Someone's In The Kitchen With Dinaaaaaaah!

Tonight's dinner was homemade tomato soup. I had a boatload of tomatoes ripen all at once in the garden, plus a few other goodies, so I looked up a couple of recipes online, then basically winged it.

Tomato Basil Soup

1 Tbsp olive oil
1/2 onion, diced
1 carrot, diced
10-12 fresh basil leaves, shredded
4 cups diced tomatoes (I used a Beefsteak, 3 Roma and maybe a dozen cherry)
6 cups chicken stock
1 cup half-and-half
salt and pepper to taste

I'm all about simplicity, so I didn't peel or de-seed the tomatoes. I also grabbed a handful of shredded carrot, chopped it and called it diced.

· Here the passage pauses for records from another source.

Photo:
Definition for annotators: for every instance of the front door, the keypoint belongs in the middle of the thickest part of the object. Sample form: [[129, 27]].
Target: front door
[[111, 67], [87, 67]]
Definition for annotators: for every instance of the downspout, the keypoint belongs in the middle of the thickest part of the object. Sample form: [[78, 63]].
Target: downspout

Heat the olive oil in a soup pot, when it's shimmering add the onion and carrot. Cook for 10 minutes or so.
Add the basil leaves, tomatoes and chicken stock. Bring to a simmer and stir occasionally for 45 minutes or so.

Turn off the heat and let the soup cool for a bit, then run the soup through a blender or food processor. Do it in a couple of batches if you have to.

Back on the heat to simmer. Add the half-and-half a little at a time while stirring. Don't let the soup boil.

Taste and add salt and pepper to taste. Be careful, mine wound up on the verge of too salty!